Russian Speaker in militia scandal
RUSLAN KHASBULATOV, the Speaker of Russia's parliament and a formidable critic of President Boris Yeltsin's reformist government, was trapped in a deepening scandal yesterday over a 5,000-strong armed unit that appears to operate as his personal security force.
Liberal members of parliament expressed shock that the unit had been created without the legislature's permission and that it was answerable neither to Mr Yeltsin nor to the Interior Ministry.
The force is nominally responsible for protecting senior figures in the conservative-dominated parliament, but several deputies said they feared it was a potential instrument for crushing Russia's fledgling democracy. Igor Nikulin, the chairman of a parliamentary committee on security affairs, said the unit had 'assumed control over many ministries and institutions which have nothing to do with the top bodies of state power'.
These included the Justice Ministry, the Foreign Ministry, the central bank and a television station.
Mr Khasbulatov, who has campaigned for more than a year to curb Mr Yeltsin's presidential powers, poured scorn on the accusations. 'The parliament is not the institution which is strangling freedom.
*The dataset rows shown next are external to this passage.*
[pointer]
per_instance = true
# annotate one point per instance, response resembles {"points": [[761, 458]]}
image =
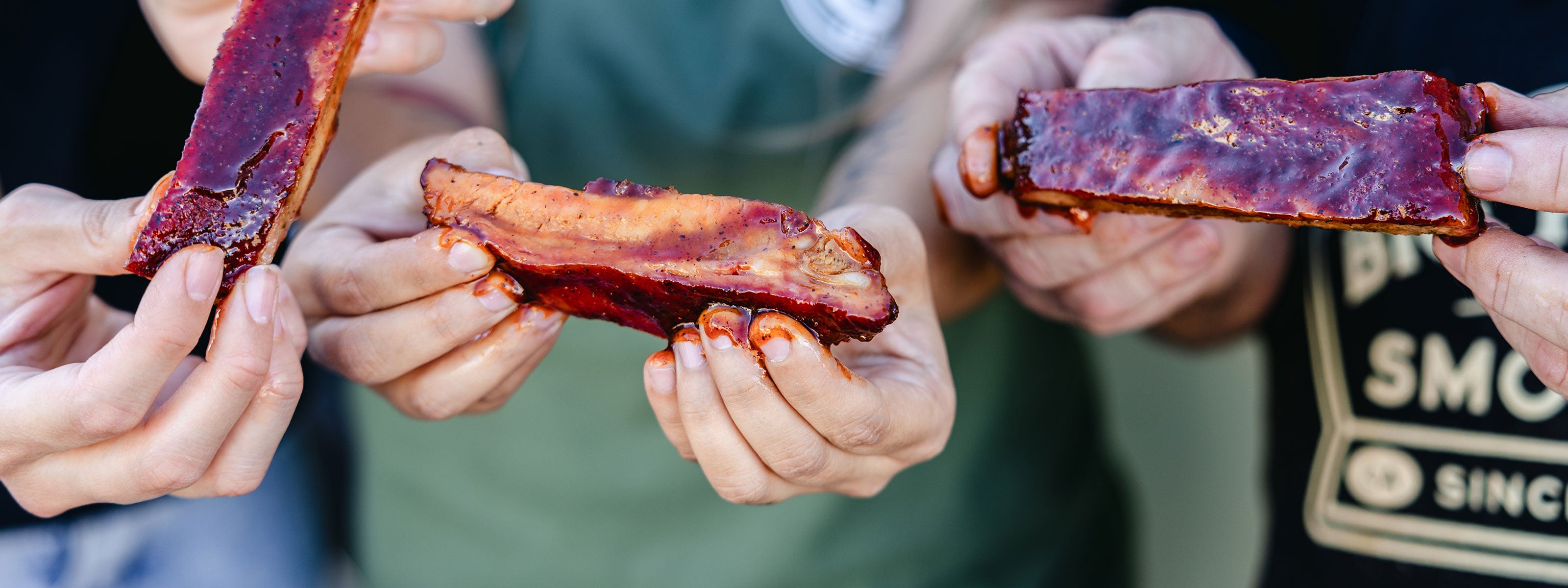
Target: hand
{"points": [[402, 40], [769, 413], [1131, 270], [98, 405], [1520, 280], [416, 314]]}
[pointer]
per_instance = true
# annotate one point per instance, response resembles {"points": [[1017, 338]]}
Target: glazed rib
{"points": [[266, 118], [1374, 153], [655, 258]]}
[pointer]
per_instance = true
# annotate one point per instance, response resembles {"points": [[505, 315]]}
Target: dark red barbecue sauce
{"points": [[261, 107], [1354, 151], [582, 267]]}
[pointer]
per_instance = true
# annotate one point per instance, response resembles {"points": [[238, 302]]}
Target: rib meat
{"points": [[1374, 153], [655, 258], [266, 118]]}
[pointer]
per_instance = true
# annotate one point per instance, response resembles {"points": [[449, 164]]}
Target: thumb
{"points": [[46, 229], [485, 151], [1032, 54], [1164, 48]]}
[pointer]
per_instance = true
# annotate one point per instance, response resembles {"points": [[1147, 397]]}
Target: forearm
{"points": [[888, 164]]}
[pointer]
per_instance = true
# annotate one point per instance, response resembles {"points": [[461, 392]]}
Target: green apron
{"points": [[574, 485]]}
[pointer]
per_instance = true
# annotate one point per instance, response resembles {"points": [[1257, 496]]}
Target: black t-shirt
{"points": [[1409, 444], [92, 106]]}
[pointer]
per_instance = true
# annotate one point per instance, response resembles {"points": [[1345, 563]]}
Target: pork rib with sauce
{"points": [[266, 118], [1374, 153], [655, 258]]}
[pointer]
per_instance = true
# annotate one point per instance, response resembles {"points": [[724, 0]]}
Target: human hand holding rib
{"points": [[417, 314], [99, 405], [1521, 281], [1131, 270], [770, 413]]}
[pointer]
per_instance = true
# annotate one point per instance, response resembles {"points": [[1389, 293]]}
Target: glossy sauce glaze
{"points": [[1377, 153], [655, 259], [267, 112]]}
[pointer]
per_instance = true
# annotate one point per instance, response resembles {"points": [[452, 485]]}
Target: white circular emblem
{"points": [[857, 33], [1384, 477]]}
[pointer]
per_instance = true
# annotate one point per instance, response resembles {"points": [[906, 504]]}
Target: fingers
{"points": [[46, 229], [780, 437], [1149, 286], [1515, 278], [451, 10], [112, 391], [1509, 110], [247, 452], [841, 405], [1525, 167], [659, 382], [1164, 48], [382, 345], [487, 370], [399, 45], [1023, 55], [353, 275], [174, 447], [992, 217], [728, 462]]}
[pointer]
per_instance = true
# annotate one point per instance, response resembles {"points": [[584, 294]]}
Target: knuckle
{"points": [[164, 472], [807, 465], [245, 372], [228, 484], [744, 490], [99, 419], [344, 291], [864, 488], [864, 433]]}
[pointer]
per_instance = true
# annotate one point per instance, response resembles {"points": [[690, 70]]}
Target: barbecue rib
{"points": [[655, 259], [266, 118], [1374, 153]]}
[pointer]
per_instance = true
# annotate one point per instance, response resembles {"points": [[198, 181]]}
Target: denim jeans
{"points": [[267, 539]]}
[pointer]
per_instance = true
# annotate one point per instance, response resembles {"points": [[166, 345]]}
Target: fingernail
{"points": [[261, 292], [466, 258], [723, 327], [687, 349], [778, 345], [203, 273], [662, 372], [498, 292], [1197, 247], [1487, 169]]}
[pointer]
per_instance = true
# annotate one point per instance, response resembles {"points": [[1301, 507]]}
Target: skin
{"points": [[757, 440], [1519, 280], [101, 405], [1131, 272]]}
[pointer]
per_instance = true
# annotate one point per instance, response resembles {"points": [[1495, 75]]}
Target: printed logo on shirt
{"points": [[857, 33], [1440, 446]]}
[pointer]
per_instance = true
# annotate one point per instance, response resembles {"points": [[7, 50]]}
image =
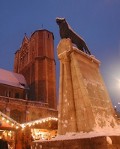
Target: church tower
{"points": [[35, 60]]}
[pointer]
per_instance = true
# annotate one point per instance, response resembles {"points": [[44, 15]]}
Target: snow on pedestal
{"points": [[84, 104]]}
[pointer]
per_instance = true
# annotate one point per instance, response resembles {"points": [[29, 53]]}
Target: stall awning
{"points": [[8, 123]]}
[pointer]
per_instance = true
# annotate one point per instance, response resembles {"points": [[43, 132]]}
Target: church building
{"points": [[29, 93]]}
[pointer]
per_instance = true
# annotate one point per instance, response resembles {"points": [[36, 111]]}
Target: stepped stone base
{"points": [[103, 142]]}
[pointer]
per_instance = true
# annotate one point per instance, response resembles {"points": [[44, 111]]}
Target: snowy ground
{"points": [[99, 132]]}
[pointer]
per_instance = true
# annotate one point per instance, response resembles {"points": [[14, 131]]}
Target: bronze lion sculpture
{"points": [[66, 32]]}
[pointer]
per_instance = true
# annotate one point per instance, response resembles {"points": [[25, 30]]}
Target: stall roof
{"points": [[12, 79], [39, 121], [8, 123]]}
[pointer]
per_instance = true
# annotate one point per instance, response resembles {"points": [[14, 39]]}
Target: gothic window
{"points": [[17, 95]]}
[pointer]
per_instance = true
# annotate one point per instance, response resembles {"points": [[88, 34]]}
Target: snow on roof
{"points": [[12, 79]]}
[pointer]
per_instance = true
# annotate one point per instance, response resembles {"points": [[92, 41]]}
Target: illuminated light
{"points": [[7, 121], [17, 127], [12, 124], [3, 118]]}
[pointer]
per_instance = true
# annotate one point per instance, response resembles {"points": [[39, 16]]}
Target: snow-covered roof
{"points": [[12, 79]]}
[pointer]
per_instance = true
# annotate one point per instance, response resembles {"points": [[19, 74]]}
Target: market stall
{"points": [[8, 129]]}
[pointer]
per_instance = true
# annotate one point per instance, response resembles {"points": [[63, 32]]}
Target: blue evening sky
{"points": [[97, 21]]}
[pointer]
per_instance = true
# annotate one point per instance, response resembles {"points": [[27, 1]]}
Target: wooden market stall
{"points": [[8, 130]]}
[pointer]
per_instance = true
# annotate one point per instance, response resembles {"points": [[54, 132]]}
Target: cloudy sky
{"points": [[97, 21]]}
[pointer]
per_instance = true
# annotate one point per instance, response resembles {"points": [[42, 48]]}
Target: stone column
{"points": [[67, 117]]}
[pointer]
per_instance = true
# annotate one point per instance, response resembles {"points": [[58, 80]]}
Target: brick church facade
{"points": [[29, 93]]}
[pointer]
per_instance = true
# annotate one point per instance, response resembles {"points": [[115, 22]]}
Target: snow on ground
{"points": [[95, 133]]}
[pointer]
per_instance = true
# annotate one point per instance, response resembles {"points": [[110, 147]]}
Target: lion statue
{"points": [[67, 32]]}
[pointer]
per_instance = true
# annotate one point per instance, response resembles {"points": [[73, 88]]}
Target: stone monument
{"points": [[84, 103]]}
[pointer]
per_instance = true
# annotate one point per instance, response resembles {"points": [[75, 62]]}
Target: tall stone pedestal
{"points": [[84, 104]]}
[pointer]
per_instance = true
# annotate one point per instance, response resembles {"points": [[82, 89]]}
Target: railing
{"points": [[23, 102]]}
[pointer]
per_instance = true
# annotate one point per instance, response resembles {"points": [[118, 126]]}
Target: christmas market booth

Dictatorship always comes from the executive authorities,' he said.
The liberal newspaper, Izvestia, said the security force had been established last October, two months after the abortive hardline Communist coup, in an order signed by Mr Khasbulatov's deputy, Sergei Filatov, and stamped 'Not To Be Published'.
Mr Filatov is one of five voting members of the Security Council, an unelected body that appears to have superseded the government and parliament as the most important political authority in Russia. Izvestia said the security force's commander, General Ivan Boyko, took orders solely from Mr Khasbulatov or, in rare cases, from his immediate deputies. Its officers wear police uniforms and are armed.
Surrounded by controversy, Mr Khasbulatov disappeared from public view on Wednesday evening and was later said to have been admitted to hospital with high blood pressure. 'The Speaker's state of health is characterised by extreme fatigue caused by overwork, lack of sleep and heavy smoking,' his press office said in a statement.
However, Russia's first deputy health minister, Bela Denisenko, who examined Mr Khasbulatov on Wednesday, said she had detected symptoms of drunkenness. 'When he asked me how I found him, I replied that, regrettably, proceeding from the clinical symptoms, I had to judge that he was in a state of narcotic intoxication,' she told Izvestia.
The Russian Defence Minister, Pavel Grachev, warned the government's opponents yesterday that the army backed President Yeltsin and hinted it was ready to back him with force, Reuter reports.